Daniela Saraco 23 Luglio 2020

Consigli e indicazioni per sapere quale università scegliere dopo il tecnico costruzioni Ambiente e territorio : cosa studiare e cosa diventare, sbocchi professionali previsti.

Le informazioni necessarie per chi vuole iscriversi all’università con la maturità CAT, i corsi appropriati e opportunità di lavoro o di studio post diploma.

Gli studenti diplomati al CAT sono sicuramente appassionati di costruzioni, progettazioni e territorio.  Quale università scegliere, dunque, dopo il tecnico costruzioni ambiente e territorio? Quali sbocchi professionali sono previsti? Le alternative sono due, ossia immettersi immediatamente nel mercato del lavoro o proseguire gli studi di specializzazione.

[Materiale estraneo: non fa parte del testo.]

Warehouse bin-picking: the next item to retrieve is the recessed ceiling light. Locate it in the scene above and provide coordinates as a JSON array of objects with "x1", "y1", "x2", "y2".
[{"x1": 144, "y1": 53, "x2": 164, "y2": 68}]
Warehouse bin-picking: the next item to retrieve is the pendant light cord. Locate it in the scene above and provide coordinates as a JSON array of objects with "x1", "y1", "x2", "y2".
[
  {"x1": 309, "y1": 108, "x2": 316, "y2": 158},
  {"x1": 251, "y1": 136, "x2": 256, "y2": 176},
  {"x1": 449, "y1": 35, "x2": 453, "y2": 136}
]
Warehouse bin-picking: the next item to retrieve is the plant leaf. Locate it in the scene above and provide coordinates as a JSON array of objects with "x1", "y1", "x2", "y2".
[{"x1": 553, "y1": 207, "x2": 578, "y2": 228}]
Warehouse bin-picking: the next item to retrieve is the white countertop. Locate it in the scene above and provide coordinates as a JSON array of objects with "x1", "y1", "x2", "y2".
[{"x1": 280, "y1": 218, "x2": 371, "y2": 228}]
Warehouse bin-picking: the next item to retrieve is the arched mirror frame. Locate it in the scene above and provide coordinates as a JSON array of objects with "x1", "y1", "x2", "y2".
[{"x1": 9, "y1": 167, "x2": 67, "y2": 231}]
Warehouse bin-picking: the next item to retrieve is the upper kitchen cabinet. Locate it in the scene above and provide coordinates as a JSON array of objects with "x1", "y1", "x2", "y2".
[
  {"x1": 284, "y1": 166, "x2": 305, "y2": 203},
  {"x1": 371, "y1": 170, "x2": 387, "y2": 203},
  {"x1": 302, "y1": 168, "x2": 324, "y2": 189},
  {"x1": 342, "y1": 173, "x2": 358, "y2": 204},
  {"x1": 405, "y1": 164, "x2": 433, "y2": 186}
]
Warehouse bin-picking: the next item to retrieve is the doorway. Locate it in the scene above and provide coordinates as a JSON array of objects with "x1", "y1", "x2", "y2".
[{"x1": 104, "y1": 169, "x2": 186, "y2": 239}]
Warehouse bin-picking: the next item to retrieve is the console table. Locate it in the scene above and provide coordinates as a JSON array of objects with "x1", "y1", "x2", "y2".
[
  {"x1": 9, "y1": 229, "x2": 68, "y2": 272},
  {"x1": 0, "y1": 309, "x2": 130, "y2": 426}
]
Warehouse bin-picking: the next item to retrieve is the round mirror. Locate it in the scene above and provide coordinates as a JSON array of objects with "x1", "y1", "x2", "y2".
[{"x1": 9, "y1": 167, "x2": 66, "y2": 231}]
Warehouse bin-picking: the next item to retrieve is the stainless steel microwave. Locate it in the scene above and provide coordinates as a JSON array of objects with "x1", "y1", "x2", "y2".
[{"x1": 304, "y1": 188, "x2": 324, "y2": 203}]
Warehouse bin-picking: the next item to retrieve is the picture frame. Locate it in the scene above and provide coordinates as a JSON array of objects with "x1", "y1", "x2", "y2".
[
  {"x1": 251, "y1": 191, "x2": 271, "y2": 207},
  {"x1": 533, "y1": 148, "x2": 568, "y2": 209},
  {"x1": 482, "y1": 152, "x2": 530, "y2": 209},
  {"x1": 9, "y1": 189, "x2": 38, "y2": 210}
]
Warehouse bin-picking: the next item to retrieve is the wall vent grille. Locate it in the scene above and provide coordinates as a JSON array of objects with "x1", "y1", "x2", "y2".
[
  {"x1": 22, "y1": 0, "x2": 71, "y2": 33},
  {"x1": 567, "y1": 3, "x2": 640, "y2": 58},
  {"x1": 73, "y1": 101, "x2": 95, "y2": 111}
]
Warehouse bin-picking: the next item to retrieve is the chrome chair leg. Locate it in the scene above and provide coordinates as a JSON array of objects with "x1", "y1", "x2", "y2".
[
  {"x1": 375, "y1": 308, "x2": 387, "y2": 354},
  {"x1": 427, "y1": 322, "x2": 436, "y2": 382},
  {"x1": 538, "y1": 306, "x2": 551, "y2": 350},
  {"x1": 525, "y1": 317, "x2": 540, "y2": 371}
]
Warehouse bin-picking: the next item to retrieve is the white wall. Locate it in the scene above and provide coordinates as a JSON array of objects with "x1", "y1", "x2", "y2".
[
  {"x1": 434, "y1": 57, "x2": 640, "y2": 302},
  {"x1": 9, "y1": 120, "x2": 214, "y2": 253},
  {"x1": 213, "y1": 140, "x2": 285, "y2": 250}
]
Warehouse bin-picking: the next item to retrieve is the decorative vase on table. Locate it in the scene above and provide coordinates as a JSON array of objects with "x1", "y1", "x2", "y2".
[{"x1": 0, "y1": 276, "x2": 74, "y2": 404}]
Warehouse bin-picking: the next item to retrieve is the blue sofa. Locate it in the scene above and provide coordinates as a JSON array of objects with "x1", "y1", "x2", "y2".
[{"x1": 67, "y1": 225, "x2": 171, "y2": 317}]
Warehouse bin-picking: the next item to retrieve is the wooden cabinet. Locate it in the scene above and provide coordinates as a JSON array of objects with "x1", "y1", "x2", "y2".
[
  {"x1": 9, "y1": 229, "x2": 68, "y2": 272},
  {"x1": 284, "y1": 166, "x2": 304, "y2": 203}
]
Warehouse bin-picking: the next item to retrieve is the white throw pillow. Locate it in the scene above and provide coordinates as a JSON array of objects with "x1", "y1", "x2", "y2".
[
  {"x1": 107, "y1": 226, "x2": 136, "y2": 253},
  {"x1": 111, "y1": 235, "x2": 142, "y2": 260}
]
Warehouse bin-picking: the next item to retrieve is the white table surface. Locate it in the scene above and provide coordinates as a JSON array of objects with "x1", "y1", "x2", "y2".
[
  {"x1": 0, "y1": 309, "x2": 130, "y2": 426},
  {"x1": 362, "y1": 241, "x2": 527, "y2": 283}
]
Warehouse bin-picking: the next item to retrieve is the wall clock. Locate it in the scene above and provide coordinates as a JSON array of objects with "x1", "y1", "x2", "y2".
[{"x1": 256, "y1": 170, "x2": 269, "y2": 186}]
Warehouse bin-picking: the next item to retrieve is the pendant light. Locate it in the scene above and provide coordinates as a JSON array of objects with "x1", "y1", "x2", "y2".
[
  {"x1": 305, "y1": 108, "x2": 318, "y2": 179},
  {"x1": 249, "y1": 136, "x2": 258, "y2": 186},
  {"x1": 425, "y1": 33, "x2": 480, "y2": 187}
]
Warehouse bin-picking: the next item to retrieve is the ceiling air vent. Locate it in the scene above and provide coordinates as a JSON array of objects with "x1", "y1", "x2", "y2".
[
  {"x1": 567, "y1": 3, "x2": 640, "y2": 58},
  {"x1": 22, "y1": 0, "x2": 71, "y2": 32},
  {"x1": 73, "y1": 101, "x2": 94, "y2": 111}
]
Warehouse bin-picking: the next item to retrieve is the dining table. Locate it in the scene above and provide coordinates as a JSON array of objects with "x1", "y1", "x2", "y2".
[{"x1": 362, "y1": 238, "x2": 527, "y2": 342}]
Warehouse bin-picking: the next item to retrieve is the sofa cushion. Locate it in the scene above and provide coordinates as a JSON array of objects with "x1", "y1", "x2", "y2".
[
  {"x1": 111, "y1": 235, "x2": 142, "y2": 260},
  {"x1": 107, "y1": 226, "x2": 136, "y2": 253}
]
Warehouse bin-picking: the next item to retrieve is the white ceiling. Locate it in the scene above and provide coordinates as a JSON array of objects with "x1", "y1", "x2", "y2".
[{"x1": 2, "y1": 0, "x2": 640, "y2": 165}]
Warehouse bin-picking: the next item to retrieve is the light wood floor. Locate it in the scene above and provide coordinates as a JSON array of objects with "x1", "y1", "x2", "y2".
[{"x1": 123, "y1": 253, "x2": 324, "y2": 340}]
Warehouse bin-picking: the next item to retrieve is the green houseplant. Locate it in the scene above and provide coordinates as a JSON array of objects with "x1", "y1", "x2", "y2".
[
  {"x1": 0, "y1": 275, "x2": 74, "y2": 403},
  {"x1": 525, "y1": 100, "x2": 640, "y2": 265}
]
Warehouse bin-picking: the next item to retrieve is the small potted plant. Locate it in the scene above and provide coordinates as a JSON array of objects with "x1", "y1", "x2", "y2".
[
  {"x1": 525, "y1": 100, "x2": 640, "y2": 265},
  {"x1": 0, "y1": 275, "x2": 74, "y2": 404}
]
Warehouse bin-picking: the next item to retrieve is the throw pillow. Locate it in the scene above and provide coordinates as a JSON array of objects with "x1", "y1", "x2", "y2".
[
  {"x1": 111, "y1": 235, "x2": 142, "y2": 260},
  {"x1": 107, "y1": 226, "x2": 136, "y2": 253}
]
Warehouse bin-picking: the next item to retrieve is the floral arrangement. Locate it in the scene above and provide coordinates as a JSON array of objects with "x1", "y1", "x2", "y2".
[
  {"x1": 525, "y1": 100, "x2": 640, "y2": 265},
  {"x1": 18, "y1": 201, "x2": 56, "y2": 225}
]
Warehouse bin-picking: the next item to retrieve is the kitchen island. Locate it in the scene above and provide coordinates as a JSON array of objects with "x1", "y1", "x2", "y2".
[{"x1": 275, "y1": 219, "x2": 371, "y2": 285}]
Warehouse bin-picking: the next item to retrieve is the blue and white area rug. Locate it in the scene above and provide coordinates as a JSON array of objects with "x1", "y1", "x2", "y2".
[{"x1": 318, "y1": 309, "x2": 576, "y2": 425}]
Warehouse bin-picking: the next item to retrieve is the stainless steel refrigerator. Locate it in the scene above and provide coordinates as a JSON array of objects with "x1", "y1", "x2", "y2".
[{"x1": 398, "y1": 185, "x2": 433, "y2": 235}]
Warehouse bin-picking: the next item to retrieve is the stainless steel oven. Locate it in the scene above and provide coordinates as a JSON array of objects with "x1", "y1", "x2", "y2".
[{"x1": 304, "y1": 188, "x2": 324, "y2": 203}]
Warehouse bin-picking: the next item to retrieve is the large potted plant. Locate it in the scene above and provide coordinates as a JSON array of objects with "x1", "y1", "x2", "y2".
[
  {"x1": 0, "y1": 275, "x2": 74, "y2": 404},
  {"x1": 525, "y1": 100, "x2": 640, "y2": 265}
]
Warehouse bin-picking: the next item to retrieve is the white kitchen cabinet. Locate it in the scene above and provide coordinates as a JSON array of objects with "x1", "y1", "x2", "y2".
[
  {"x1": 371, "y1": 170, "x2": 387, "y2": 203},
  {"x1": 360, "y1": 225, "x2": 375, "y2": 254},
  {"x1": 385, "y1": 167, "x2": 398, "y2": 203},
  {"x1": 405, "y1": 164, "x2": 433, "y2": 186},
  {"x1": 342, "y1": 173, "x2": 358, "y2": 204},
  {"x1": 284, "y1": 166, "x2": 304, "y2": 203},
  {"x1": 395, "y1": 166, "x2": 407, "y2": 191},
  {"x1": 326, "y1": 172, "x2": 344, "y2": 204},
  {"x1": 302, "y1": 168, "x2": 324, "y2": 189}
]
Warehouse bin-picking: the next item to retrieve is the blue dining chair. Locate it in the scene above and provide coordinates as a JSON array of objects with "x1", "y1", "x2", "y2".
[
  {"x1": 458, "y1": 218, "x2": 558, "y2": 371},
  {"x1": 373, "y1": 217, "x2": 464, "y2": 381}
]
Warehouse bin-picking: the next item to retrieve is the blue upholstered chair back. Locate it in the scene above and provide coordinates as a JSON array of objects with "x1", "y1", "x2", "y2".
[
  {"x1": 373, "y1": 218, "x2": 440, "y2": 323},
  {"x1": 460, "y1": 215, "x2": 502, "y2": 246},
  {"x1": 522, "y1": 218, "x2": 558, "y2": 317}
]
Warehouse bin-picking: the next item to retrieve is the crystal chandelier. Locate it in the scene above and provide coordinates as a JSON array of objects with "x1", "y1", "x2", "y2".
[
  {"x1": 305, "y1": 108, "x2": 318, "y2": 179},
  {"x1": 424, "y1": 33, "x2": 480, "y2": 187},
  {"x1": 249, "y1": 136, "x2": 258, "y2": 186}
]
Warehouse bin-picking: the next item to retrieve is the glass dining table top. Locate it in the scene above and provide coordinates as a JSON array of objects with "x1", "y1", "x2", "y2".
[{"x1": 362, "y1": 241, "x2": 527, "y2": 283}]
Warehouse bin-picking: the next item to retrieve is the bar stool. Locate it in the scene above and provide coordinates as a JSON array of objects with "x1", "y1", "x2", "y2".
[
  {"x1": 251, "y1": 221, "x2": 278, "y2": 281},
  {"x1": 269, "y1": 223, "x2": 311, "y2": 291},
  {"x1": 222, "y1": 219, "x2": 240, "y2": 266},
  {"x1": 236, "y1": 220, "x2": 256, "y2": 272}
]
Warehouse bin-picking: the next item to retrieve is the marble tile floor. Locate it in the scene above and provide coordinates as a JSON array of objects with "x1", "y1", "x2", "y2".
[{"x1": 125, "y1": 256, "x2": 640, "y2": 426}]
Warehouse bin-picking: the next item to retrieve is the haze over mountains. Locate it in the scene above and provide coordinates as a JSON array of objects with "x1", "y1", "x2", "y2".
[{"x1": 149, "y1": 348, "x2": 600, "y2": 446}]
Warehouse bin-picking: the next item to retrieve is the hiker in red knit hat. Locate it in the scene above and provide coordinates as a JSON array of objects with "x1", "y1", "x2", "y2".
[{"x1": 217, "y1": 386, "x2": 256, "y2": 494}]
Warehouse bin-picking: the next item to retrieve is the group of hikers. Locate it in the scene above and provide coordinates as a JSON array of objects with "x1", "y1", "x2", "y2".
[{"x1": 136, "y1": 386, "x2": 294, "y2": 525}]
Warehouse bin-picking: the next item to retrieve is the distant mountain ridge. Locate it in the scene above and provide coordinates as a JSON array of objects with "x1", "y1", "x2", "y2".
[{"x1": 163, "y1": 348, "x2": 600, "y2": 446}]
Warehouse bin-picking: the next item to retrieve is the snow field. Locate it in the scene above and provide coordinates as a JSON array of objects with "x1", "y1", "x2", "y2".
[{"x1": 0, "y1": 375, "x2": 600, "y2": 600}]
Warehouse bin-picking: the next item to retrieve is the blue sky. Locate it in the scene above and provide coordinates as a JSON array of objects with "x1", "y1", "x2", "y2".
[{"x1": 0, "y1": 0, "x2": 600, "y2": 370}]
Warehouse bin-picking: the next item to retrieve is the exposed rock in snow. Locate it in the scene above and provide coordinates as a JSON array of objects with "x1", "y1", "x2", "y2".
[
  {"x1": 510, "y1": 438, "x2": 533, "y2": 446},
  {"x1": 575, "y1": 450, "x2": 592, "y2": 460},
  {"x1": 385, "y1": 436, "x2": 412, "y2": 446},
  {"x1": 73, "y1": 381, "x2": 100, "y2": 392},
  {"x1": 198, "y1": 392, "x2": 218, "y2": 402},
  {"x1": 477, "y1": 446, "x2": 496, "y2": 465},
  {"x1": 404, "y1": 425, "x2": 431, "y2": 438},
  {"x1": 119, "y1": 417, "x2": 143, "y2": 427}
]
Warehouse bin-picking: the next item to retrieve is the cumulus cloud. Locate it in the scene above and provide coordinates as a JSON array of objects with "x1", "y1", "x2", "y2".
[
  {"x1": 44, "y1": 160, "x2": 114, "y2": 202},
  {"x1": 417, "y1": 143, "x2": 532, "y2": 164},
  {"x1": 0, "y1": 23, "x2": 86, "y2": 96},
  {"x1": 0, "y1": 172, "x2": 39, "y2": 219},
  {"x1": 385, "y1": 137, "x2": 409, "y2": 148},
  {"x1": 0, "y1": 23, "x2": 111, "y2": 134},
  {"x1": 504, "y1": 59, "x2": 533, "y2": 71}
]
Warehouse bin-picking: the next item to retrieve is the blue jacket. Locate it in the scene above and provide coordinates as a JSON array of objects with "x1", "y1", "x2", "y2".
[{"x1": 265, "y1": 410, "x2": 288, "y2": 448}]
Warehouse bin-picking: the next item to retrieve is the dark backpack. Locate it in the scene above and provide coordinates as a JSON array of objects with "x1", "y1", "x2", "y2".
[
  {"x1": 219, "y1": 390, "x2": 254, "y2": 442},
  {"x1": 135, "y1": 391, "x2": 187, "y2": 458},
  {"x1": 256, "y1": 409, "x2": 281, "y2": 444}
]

E’ bene specificare che il diploma da geometra assicura quasi immediatamente l’immissione nel mondo del lavoro. Per esercitare la libera professione è necessario sostenere gli esami di abilitazione all’esercizio, con conseguente iscrizione all’albo.

Lo studente dovrà anche svolgere un tirocinio di massimo 18 mesi presso studi professionali di geometra, architetto o ingegnere civile. In alternativa è possibile svolgere attività tecnica subordinata, sempre per almeno un anno e mezzo. E’ possibile  frequentare dei corsi di formazione professionale e di Formazione Tecnica Superiore. Tantissimi, inoltre, sono gli ambiti professionali in cui è possibile inserirsi. Questo perché il CAT approfondisce molti ambiti. Le materie di studio, infatti, si basano sulle norme di diritto civile e amministrativo, la valutazione degli immobili, le misure di messa in sicurezza e conoscenze di carattere finanziario.

Per chi vuole invece continuare gli studi, quale università scegliere dopo il CAT? Di sicuro esistono corsi di laurea specifici. Tra i più comuni c’è Ingegneria che rappresenta il naturale proseguimento del percorso scolastico. In questo modo gli studenti, in base  alle loro aspirazioni, possono approfondire le conoscenze acquisite.  Vediamo nel dettaglio quale università scegliere dopo il diploma di tecnico costruzioni ambiente e territorio.

Università dopo il Tecnico Costruzioni Ambiente e Territorio: facoltà e corso di laurea da scegliere

Dopo il diploma al CAT, è possibile sostenere l’esame di Stato per la libera professione. C’è anche la possibilità di non svolgere il  tirocinio, scegliendo però di proseguire la formazione. Quale università scegliere dopo il tecnico Costruzioni? A risponderci è la Preside Cerchia, già commissario delle commissioni per l’orientamento: ” Gli studenti che hanno ottenuto il diploma di  geometra, solitamente, decidono di proseguire gli studi di Architettura o di Ingegneria. Questo perchè continuano il naturale percorso scolastico.”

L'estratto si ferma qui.